Cidades

TJRR realiza mutirão para regularização de guarda de crianças e adolescentes imigrantes

O Tribunal de Justiça de Roraima (TJRR) realizou nesta quinta-feira (16) um mutirão para a regularização de guarda de crianças e adolescentes imigrantes. Foram atendidas 25 famílias que vivem no estado. A maioria delas reside no Posto de Triagem da Operação Acolhida, localizada no 13 de Setembro.

A ação contou com o apoio do Posto Avançado de Atendimento do programa Justiça Cidadã, do TJRR. Ele está instalado dentro do abrigo.

‘Fundamental’

Estas audiências são fundamentais para solucionar questões de guarda, que interferem em casos de viagens da família, pois muitas serão interiorizadas, e atendimentos em instituições públicas como escolas e hospitais.

Dessa forma, os mutirões ocorrem uma vez por mês. No entanto, caso haja demandas urgentes, haverá audiências pontuais, sempre da forma mais conveniente para a família. Geralmente elas encontram em situação de vulnerabilidade social. 

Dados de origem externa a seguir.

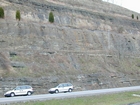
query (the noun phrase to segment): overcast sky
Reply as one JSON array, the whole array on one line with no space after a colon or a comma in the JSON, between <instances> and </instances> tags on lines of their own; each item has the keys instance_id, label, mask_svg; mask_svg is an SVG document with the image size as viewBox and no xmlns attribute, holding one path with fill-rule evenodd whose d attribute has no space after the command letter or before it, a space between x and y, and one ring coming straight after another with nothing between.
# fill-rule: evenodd
<instances>
[{"instance_id":1,"label":"overcast sky","mask_svg":"<svg viewBox=\"0 0 140 105\"><path fill-rule=\"evenodd\" d=\"M140 0L103 0L114 2L117 5L123 6L129 10L140 13Z\"/></svg>"}]
</instances>

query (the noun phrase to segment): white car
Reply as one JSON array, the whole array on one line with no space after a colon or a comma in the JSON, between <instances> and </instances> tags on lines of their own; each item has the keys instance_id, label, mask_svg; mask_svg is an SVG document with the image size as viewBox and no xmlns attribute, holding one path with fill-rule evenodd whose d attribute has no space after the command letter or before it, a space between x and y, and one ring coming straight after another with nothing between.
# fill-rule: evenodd
<instances>
[{"instance_id":1,"label":"white car","mask_svg":"<svg viewBox=\"0 0 140 105\"><path fill-rule=\"evenodd\" d=\"M17 86L15 89L7 91L4 96L5 97L14 97L14 96L20 96L20 95L31 95L33 94L33 88L29 85L22 85Z\"/></svg>"},{"instance_id":2,"label":"white car","mask_svg":"<svg viewBox=\"0 0 140 105\"><path fill-rule=\"evenodd\" d=\"M72 92L73 85L71 83L61 83L58 86L49 89L49 93L59 93L59 92Z\"/></svg>"}]
</instances>

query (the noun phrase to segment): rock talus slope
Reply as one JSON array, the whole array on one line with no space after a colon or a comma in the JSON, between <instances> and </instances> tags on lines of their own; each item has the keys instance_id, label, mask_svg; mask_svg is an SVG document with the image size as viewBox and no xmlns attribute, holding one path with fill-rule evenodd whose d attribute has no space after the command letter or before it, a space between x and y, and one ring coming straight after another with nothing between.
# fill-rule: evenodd
<instances>
[{"instance_id":1,"label":"rock talus slope","mask_svg":"<svg viewBox=\"0 0 140 105\"><path fill-rule=\"evenodd\" d=\"M0 6L1 93L23 84L37 94L60 82L75 90L140 84L140 21L131 18L138 13L101 0L1 0Z\"/></svg>"}]
</instances>

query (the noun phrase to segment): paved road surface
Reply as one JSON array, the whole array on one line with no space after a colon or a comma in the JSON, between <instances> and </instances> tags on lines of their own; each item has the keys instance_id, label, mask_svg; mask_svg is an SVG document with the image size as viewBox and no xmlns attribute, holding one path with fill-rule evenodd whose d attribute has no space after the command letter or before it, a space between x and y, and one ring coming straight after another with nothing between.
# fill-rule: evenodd
<instances>
[{"instance_id":1,"label":"paved road surface","mask_svg":"<svg viewBox=\"0 0 140 105\"><path fill-rule=\"evenodd\" d=\"M23 102L23 101L31 101L31 100L50 100L50 99L81 97L81 96L93 96L93 95L99 95L99 94L109 94L109 93L135 91L135 90L140 90L140 86L88 90L88 91L78 91L78 92L59 93L59 94L42 94L42 95L31 95L31 96L5 97L5 98L0 98L0 104L9 104L9 103L14 103L14 102Z\"/></svg>"}]
</instances>

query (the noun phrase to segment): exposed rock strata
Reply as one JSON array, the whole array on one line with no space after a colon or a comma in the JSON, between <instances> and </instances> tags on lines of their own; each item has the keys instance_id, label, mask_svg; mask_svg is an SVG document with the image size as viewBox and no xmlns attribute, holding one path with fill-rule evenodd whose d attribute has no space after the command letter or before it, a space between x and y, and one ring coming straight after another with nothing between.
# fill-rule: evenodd
<instances>
[{"instance_id":1,"label":"exposed rock strata","mask_svg":"<svg viewBox=\"0 0 140 105\"><path fill-rule=\"evenodd\" d=\"M75 90L140 84L140 22L131 19L139 14L82 1L0 1L5 9L0 19L2 94L23 84L32 85L36 94L67 81ZM17 9L21 21L15 19Z\"/></svg>"}]
</instances>

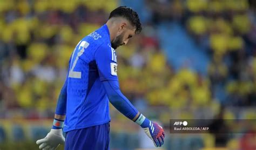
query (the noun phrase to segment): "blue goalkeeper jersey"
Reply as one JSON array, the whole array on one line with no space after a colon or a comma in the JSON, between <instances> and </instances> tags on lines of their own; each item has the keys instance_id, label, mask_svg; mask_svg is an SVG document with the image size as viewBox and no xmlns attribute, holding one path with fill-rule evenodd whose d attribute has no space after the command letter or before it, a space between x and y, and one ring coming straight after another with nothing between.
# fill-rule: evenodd
<instances>
[{"instance_id":1,"label":"blue goalkeeper jersey","mask_svg":"<svg viewBox=\"0 0 256 150\"><path fill-rule=\"evenodd\" d=\"M66 78L64 132L110 121L109 99L102 81L118 80L117 57L111 45L105 24L83 38L75 49Z\"/></svg>"}]
</instances>

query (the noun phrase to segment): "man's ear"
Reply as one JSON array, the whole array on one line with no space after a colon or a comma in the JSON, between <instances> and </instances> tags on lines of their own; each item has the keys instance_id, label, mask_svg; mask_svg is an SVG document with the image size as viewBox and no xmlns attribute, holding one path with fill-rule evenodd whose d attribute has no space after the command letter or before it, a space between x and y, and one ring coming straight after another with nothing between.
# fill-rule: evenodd
<instances>
[{"instance_id":1,"label":"man's ear","mask_svg":"<svg viewBox=\"0 0 256 150\"><path fill-rule=\"evenodd\" d=\"M125 22L122 23L120 24L120 26L119 26L119 31L120 31L124 30L125 28L125 27L126 26L126 25L127 25L126 23L125 23Z\"/></svg>"}]
</instances>

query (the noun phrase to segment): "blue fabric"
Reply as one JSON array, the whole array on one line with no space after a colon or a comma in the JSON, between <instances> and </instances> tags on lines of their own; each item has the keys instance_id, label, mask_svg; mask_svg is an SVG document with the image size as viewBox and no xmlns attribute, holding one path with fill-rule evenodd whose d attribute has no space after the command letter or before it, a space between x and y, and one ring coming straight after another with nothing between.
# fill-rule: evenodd
<instances>
[{"instance_id":1,"label":"blue fabric","mask_svg":"<svg viewBox=\"0 0 256 150\"><path fill-rule=\"evenodd\" d=\"M118 77L115 74L116 55L111 46L106 25L79 42L69 66L63 131L66 132L109 122L109 98L102 81L118 81Z\"/></svg>"},{"instance_id":2,"label":"blue fabric","mask_svg":"<svg viewBox=\"0 0 256 150\"><path fill-rule=\"evenodd\" d=\"M65 81L58 99L55 114L59 115L66 114L66 98L67 98L67 79Z\"/></svg>"},{"instance_id":3,"label":"blue fabric","mask_svg":"<svg viewBox=\"0 0 256 150\"><path fill-rule=\"evenodd\" d=\"M122 94L118 81L106 80L103 82L110 103L123 114L132 120L138 113L138 110Z\"/></svg>"},{"instance_id":4,"label":"blue fabric","mask_svg":"<svg viewBox=\"0 0 256 150\"><path fill-rule=\"evenodd\" d=\"M109 122L73 130L66 134L65 149L109 149Z\"/></svg>"}]
</instances>

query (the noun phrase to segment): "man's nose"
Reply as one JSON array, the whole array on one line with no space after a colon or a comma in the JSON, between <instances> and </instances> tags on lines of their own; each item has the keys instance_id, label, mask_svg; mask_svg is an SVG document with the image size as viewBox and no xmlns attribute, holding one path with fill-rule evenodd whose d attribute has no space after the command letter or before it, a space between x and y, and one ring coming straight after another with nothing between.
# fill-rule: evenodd
<instances>
[{"instance_id":1,"label":"man's nose","mask_svg":"<svg viewBox=\"0 0 256 150\"><path fill-rule=\"evenodd\" d=\"M127 43L128 43L128 41L129 41L129 39L126 39L126 40L125 40L125 41L124 41L124 45L126 45L127 44Z\"/></svg>"}]
</instances>

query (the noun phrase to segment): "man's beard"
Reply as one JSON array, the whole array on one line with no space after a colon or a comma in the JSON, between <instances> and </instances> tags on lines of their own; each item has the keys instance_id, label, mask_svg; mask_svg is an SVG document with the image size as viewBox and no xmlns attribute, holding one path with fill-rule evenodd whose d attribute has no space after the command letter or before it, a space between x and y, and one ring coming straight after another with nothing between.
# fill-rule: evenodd
<instances>
[{"instance_id":1,"label":"man's beard","mask_svg":"<svg viewBox=\"0 0 256 150\"><path fill-rule=\"evenodd\" d=\"M123 35L121 34L119 36L118 36L114 40L113 40L112 42L111 42L111 47L116 50L118 47L119 46L123 45L123 42L122 39L123 39Z\"/></svg>"}]
</instances>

“Esses mutirões de ações de guardas são realizados para proporcionar que as crianças e adolescentes imigrantes e venezuelanos possam ser representados pelos seus pais, avós, enfim, por responsáveis em escolas, hospitais e em quaisquer outras repartições públicas que forem necessárias, e ainda para poder viajar nos programas de interiorização”, destacou o juiz titular da 1ª Vara da Infância e Juventude, Parima Veras.

Tecnologia no TJRR

A tecnologia também se consolidou como aliada do judiciário. As audiências ocorrem por meio de vídeo. Antes disso, as famílias abrigadas recebiam transporte de van ou ônibus para as audiências.

Agora esse processo se tornou muito mais simples. A própria gestão do abrigo reúne as famílias no posto do TJRR situado no abrigo, e os demais envolvidos, sejam eles o juiz, defensor público ou promotor de justiça, participam por vídeo, tornando o processo mais ágil e facilitado para todas as partes. 

Então as famílias que desejarem tirar dúvidas sobre este assunto, podem procurar qualquer um dos órgãos que compõem a rede de proteção à criança e ao adolescente.

“Essas famílias podem procurar os conselhos tutelares, podem procurar a própria Vara da Infância, podem procurar as agências da ONU para orientações, a Defensoria Pública, enfim, nós temos várias entidades que pertencem a rede de proteção da infância e da juventude que podem colaborar com essas pessoas que estão chegando para fazer os encaminhamentos aos lugares certos para resolverem seus problemas”, destacou o juiz.